ORTModule memory improvement (#18924)
## Dependency
https://github.com/microsoft/onnxruntime/pull/19007
## ORTModule memory efficient gradient management
Previously I have tried to solve the coarsed-grained gradient
accumulation/update problem in ORTModule with
https://github.com/microsoft/onnxruntime/pull/8979, while that
resolution somehow is not fully validated with DDP or there is user
hooks on the gradient accumulation on torch parameter.

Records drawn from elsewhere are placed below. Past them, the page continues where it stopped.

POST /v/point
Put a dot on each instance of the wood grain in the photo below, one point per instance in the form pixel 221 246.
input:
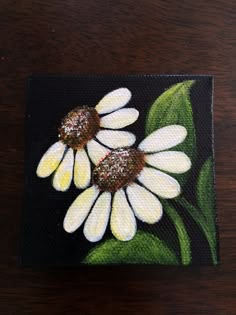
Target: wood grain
pixel 116 37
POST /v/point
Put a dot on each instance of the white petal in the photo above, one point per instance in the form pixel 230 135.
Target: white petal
pixel 51 159
pixel 82 169
pixel 170 161
pixel 95 225
pixel 63 176
pixel 120 118
pixel 113 101
pixel 164 138
pixel 159 183
pixel 79 209
pixel 116 139
pixel 146 206
pixel 96 151
pixel 123 223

This PR is addressing the problem in the similar approach as PR 8979,
e.g. trigger gradient accumulation once ORT computed the grad, but
instead of use a AccumulateGrad op, this time with a ONNX operator
PythonOp, internally it will call param.backward(grad), which will help
handle all related hooks correctly.
## Design
Check the details from
https://microsoftapc-my.sharepoint.com/:p:/g/personal/pengwa_microsoft_com/EaaBq4EzsFhOmsDEXCG7Ba4Bb9bwd0O2sFV_JXJ4jBLYLA?e=7Sz2g8&nav=eyJzSWQiOjI3MSwiY0lkIjozMjE4NzI1NDIzfQ
## Convergence Validation:

differences are on mostly 0.000x, sometimes 0.00x, which may comes from
the different order gradient apply happens before or after this change
(on deepspeed zero stage 2)
## TODO
Consolidate the logic with Stage3's similar logic.